Festivals have a unique ability to “allow people to mediate different forms of life crises. This can include anything from the readjustments required through pivotal changes in the life cycle, to the shock of migration, environmental disaster, or revolution.” We now understand that festivals are occasions to collectively and cathartically express not only joy, but the whole gamut of human emotions, from sorrow to piety. Festivals confirm and redefine social roles, enhance local identities, and foster attachment to place by creating cherished memories. They are uniquely poised to establish new ideas, values, and practices, or retrieve forgotten ones. It is a broadly shared assumption that because festivals are public and inherently reflexive, they can be used as catalysts for enacting various kinds of change – festivals are often conceived as creative social tools to be deployed in working a host of social, political and cultural challenges and problems. But we are in need of a better understanding of the general phenomenon of festival creativity and the dynamics an efficacy of festivals as agents of social transformation—festival cultures are often surrounded by big claims for their value, but these claims require theoretical grounding and assessment.

Lecturers:

Martin Pehal (Charles University) contributions from Barry Stephenson (Memorial University, Canada)

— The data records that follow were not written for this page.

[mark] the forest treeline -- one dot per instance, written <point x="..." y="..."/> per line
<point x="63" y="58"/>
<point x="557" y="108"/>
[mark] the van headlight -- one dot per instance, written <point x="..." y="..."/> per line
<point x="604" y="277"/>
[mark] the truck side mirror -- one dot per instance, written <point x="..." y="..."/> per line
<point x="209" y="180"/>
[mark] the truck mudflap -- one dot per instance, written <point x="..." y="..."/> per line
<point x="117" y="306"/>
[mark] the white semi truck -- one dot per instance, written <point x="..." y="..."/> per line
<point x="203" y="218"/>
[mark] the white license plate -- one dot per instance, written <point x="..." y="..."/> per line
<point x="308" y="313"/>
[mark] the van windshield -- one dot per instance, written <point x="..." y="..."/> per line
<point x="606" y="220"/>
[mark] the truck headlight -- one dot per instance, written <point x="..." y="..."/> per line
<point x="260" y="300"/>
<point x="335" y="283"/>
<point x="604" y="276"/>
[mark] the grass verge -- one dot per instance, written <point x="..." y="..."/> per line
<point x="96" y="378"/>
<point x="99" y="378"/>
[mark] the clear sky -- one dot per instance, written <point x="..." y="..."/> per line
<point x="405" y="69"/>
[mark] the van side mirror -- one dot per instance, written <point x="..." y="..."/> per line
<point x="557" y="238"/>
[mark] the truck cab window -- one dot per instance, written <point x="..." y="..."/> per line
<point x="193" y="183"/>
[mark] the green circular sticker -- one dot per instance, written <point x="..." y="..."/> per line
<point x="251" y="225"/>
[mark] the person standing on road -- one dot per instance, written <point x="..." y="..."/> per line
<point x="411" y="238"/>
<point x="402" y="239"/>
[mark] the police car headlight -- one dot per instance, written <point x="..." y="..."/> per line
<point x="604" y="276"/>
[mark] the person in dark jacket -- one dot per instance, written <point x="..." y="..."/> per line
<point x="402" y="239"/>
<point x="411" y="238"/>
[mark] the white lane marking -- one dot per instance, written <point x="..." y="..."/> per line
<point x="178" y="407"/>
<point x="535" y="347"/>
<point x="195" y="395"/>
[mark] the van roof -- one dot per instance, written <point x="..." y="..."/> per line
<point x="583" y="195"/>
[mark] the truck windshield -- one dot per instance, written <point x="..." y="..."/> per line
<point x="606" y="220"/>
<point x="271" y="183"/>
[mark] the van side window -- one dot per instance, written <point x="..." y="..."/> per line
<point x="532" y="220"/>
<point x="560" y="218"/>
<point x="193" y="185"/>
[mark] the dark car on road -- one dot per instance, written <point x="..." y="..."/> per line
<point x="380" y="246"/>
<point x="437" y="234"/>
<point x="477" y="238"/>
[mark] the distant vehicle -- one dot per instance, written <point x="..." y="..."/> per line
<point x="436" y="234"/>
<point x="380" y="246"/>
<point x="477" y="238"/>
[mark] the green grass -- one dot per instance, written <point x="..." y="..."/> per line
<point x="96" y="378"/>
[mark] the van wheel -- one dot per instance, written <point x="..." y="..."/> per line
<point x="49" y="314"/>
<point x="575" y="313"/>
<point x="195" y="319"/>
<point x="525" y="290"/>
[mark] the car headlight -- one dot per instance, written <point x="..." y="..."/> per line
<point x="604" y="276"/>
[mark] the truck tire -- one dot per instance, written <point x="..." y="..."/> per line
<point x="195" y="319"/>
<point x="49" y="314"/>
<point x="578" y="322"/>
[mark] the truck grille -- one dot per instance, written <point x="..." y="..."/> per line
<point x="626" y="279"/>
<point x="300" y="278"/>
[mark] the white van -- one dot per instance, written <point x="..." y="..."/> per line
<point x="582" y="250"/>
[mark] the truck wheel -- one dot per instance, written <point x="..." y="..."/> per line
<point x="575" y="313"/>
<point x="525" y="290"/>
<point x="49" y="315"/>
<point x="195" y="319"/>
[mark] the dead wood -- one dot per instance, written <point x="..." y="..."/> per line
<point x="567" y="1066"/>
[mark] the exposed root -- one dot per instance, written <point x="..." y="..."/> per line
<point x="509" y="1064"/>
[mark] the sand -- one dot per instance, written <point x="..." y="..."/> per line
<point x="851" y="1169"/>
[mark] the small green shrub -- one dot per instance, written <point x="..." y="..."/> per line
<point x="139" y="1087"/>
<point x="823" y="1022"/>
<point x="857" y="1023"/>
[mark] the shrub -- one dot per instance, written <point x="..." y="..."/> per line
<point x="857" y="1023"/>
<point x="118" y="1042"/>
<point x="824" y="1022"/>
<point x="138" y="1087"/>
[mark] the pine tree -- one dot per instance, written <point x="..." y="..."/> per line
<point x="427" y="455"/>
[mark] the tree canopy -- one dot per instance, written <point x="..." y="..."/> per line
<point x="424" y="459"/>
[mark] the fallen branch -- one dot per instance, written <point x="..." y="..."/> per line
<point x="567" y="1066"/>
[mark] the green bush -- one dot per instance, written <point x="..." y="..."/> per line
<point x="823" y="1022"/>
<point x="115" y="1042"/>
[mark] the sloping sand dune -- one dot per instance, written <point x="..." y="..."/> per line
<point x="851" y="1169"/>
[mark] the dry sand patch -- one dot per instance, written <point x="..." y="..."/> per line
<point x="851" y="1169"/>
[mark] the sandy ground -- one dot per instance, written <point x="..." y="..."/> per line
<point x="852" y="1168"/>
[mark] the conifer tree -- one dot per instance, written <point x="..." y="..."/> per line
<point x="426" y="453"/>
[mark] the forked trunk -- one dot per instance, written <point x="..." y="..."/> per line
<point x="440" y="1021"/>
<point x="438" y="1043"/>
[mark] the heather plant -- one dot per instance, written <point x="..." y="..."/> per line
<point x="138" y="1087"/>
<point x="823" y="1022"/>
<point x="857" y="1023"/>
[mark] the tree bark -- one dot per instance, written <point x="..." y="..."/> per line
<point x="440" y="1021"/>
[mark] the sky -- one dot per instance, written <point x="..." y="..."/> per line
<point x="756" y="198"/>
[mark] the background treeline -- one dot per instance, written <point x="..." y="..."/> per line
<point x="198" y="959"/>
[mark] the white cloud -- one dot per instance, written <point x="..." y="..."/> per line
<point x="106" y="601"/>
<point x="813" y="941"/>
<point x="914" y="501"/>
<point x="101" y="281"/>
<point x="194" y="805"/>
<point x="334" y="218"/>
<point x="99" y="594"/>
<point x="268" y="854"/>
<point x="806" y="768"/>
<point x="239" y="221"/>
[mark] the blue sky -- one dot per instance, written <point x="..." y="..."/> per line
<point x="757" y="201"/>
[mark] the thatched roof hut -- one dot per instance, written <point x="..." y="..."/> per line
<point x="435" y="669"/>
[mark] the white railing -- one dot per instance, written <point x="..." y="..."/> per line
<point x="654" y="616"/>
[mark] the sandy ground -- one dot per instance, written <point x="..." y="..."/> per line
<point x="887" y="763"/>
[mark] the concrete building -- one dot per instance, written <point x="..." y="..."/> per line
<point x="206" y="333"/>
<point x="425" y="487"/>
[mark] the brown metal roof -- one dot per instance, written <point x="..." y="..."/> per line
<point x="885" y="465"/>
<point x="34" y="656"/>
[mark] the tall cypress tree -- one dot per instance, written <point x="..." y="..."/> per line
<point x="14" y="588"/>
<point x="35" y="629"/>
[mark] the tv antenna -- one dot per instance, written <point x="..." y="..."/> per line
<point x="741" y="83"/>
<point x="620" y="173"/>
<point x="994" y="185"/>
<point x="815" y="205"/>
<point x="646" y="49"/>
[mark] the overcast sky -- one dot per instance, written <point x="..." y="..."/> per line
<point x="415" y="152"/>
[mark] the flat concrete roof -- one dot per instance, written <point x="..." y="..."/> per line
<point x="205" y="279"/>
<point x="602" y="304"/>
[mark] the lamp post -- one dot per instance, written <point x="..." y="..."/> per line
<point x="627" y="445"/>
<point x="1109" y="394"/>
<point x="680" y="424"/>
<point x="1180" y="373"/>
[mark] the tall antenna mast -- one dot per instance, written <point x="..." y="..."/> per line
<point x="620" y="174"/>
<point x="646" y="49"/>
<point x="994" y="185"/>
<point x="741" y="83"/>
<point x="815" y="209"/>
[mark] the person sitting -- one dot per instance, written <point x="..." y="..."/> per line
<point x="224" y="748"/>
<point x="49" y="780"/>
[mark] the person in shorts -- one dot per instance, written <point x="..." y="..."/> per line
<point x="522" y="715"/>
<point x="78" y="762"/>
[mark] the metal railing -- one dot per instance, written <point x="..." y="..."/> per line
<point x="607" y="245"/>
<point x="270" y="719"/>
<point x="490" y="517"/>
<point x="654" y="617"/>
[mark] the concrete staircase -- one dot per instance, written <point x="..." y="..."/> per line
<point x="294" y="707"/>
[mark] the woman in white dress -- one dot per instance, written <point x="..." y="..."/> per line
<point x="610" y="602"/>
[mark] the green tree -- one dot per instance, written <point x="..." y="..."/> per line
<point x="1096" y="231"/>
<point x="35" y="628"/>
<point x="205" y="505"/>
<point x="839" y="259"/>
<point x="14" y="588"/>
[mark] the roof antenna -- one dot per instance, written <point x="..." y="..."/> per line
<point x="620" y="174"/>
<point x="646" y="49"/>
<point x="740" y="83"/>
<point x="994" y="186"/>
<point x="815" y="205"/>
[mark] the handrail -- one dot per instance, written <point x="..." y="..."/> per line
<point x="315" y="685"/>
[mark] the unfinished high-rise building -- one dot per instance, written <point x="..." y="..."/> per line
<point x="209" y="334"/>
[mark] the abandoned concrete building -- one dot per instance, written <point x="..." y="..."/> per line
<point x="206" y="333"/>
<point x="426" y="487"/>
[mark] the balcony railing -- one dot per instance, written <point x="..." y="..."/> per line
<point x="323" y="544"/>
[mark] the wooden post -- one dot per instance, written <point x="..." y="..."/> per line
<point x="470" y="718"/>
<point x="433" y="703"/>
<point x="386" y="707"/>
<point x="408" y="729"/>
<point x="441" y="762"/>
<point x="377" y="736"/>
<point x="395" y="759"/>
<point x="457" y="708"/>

Dr. Stephenson is Associate Professor of Religious Studies, Memorial University (St. John’s, Canada). His research and teaching focus on ritual studies, religion and the arts, and religion-secularization debates. He has published three books and numerous articles, book chapters and reviews. The former co-chair of the Ritual Studies Group of the American Academy of Religion, Dr. Stephenson is co-editor of the Ritual Studies Series, published by Oxford University Press. As a Research Fellow in Charles University’s Creative Lab, Dr. Stephenson is studying Creativity in Contemporary Festival Cultures.